There are almost as many stories about the
origination of the word cocktail relating to drinks as there are
types of cocktail. Most concede that the word is of US origin.
A computerized newspaper database showed up an 1803 article from
New Hampshire satirizing the fast young men of its day by
printing what was purportedly an extract from one of their
diaries - "Drank a glass of cocktail—excellent for the
head...Call'd at the Doct's, found Burnham—he looked very
wise—drank another glass of cocktail."
On May 13, 1806, the Balance and Colombian Repository of Hudson,
New York, answered a reader’s query as to the nature of a
cocktail: "Cock-tail is a stimulating liquor, composed of
spirits of any kind, sugar, water, and bitters—it is vulgarly
called bittered sling, and is supposed to be an excellent
electioneering potion, in as much as it renders the heart stout
and bold, at the same time that it fuddles the head.
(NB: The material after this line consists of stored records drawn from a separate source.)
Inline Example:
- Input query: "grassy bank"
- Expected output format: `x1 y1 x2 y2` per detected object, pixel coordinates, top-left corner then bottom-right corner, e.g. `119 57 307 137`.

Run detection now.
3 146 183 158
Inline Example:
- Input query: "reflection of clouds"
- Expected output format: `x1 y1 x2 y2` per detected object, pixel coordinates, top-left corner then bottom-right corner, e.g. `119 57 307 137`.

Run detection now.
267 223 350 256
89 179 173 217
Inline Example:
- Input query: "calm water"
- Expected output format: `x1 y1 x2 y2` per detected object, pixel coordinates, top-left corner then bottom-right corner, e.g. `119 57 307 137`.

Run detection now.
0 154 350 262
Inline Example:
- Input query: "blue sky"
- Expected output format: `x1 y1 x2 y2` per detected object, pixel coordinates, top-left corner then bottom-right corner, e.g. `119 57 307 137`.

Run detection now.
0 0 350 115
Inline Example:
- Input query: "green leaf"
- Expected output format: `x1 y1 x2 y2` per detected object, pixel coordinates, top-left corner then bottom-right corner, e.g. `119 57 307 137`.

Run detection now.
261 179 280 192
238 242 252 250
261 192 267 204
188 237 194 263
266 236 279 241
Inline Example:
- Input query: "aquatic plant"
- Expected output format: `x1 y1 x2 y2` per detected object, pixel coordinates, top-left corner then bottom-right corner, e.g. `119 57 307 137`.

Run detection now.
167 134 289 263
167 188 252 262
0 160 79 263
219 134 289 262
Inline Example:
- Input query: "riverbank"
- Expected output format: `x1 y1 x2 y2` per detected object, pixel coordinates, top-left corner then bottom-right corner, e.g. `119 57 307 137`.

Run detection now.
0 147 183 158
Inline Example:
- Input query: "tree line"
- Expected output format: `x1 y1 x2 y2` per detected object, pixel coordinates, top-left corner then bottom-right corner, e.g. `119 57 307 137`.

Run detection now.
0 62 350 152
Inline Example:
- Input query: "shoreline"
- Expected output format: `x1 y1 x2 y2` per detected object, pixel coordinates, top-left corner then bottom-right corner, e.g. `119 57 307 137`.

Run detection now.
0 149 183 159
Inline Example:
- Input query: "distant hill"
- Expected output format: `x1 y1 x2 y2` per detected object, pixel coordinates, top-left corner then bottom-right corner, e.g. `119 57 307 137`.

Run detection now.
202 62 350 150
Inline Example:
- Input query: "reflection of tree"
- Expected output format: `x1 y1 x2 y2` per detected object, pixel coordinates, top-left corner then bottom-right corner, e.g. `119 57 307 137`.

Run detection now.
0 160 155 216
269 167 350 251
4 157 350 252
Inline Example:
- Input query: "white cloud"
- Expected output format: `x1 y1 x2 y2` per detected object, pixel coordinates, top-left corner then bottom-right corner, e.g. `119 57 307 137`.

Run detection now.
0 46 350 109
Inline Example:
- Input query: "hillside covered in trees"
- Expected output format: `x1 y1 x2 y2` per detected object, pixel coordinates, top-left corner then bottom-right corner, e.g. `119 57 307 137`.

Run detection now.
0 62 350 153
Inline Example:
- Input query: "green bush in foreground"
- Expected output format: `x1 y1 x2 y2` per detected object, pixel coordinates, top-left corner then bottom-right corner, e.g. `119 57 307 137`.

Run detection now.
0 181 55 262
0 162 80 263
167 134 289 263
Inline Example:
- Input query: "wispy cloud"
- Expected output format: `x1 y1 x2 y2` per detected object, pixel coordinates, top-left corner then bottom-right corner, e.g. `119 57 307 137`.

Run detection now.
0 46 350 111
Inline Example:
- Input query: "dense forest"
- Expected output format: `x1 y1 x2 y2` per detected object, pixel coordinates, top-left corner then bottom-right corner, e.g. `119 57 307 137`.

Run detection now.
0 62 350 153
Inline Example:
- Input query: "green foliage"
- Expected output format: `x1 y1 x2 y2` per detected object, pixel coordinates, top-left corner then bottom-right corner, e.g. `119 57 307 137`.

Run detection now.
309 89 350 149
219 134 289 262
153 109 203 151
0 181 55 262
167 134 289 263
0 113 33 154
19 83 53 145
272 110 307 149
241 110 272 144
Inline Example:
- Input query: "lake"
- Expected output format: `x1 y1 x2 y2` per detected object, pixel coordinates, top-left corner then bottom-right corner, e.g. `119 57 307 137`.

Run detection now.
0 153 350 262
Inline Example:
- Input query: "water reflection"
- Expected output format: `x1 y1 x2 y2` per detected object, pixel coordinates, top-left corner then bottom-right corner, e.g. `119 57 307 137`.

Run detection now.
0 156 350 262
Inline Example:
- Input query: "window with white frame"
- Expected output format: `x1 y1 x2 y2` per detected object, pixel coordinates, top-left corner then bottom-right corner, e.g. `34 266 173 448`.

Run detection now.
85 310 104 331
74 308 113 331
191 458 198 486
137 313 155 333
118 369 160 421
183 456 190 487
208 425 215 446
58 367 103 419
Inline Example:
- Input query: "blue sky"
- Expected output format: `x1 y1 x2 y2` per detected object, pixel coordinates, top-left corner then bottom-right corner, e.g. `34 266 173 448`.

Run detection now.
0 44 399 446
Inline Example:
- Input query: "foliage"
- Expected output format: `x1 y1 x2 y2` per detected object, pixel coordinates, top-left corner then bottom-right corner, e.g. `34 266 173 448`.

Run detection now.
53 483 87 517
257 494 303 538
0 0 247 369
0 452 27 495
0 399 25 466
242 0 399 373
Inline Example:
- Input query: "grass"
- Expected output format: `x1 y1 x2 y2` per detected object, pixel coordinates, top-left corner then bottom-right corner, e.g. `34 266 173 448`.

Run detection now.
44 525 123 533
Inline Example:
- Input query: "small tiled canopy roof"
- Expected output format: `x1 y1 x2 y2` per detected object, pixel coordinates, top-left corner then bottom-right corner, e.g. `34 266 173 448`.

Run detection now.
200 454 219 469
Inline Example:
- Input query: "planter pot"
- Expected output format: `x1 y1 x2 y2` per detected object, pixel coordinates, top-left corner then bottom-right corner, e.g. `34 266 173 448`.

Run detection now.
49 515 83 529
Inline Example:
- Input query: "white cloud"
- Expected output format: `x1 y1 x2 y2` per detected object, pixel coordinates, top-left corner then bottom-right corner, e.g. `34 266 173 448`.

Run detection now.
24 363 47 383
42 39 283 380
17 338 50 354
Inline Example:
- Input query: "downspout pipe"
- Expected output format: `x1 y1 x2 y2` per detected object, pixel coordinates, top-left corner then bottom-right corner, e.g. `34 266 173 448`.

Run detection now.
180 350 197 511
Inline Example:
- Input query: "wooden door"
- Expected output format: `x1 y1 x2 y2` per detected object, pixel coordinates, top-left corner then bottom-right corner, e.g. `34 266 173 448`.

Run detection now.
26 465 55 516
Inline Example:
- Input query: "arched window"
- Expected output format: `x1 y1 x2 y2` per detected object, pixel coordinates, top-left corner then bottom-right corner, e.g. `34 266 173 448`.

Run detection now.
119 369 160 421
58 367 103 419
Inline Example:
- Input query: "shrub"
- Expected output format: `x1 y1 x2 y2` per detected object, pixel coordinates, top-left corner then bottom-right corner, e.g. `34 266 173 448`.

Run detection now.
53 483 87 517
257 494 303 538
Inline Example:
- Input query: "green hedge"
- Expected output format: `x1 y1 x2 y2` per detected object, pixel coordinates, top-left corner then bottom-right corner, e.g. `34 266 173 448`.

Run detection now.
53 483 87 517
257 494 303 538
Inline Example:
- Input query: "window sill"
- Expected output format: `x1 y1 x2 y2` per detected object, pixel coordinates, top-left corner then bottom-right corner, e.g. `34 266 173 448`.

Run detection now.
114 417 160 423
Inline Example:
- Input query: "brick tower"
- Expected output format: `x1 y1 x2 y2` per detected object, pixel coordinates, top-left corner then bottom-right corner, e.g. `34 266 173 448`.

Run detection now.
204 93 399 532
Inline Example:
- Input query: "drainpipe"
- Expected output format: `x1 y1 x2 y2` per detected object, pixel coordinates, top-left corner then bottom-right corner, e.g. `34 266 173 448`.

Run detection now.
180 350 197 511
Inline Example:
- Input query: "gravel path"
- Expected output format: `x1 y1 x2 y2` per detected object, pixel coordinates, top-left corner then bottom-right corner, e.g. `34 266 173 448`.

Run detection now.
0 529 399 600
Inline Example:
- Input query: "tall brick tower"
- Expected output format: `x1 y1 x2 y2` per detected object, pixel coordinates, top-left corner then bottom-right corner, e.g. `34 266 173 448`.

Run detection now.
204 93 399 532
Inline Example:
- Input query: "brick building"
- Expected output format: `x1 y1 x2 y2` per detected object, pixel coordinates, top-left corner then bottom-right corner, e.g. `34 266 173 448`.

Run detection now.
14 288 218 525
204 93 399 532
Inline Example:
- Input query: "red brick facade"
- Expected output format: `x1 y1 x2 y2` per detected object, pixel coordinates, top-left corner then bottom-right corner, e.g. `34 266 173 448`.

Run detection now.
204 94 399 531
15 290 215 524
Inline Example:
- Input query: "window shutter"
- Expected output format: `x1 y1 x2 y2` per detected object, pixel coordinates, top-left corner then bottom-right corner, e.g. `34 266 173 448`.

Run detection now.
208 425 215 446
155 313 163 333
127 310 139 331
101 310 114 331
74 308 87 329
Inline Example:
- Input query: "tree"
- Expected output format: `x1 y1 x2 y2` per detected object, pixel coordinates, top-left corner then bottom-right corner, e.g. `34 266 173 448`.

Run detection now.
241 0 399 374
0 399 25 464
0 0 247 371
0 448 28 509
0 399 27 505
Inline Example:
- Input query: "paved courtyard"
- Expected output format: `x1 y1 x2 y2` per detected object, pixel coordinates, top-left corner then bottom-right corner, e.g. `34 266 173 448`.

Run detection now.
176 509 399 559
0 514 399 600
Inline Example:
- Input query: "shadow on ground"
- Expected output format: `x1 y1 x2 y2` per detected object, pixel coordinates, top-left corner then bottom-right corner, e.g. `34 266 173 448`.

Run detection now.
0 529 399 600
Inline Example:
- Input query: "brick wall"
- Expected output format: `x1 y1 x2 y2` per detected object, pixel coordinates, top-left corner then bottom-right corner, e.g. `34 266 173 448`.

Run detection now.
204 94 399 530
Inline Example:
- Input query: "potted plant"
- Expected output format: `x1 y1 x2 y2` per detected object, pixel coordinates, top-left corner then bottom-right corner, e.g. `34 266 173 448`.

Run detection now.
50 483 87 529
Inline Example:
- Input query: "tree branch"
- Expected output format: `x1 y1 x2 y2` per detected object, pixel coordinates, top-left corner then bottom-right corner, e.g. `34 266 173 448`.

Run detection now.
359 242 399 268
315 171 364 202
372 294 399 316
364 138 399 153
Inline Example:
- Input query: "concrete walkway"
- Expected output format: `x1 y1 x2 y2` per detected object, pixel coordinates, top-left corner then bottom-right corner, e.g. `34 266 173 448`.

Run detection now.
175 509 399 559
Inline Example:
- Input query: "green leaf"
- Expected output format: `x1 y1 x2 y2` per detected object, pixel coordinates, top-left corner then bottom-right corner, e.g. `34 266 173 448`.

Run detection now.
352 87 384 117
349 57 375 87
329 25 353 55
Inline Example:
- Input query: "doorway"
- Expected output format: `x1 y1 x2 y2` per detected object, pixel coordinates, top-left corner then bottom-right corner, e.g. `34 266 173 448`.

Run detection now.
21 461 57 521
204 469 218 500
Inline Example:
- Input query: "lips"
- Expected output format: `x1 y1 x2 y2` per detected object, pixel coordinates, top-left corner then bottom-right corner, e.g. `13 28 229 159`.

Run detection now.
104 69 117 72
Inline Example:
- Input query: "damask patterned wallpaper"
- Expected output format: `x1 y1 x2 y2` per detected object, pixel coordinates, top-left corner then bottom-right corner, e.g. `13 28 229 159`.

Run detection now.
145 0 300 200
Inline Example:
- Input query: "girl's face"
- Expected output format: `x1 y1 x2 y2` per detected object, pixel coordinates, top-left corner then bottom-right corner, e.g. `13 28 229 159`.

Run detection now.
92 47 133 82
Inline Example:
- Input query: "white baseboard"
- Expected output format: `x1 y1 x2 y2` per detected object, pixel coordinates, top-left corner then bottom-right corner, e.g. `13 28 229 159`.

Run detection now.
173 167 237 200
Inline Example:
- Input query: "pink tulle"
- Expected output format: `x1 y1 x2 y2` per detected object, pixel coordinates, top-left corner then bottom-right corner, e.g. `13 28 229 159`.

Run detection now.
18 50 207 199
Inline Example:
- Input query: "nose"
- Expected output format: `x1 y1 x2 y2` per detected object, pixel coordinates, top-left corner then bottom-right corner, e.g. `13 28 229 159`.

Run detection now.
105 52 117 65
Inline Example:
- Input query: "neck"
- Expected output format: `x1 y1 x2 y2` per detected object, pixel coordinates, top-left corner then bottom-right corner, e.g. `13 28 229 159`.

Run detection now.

It is said,
also to be of great use to a democratic candidate: because a
person, having swallowed a glass of it, is ready to swallow
anything else."
In one of James Fenimore Cooper's more obscure novels the salty
Elizabeth “Betty” Flanagan keeps a rough tavern, and Cooper
characterizes her as “the inventor of that beverage which is so
well known at the present hour 1821, to all the patriots who
make a winter's march between New York City and Albany, and
which is distinguished by the name of ‘cock-tail."
Another theory as to
the origin, is ginger was used in the horse trade to make a
horse stick its tail up. If you had an old horse you were trying
to sell, you would put some ginger up its butt, and it would
cock its tail up and be frisky. That was known as “cock-tail.”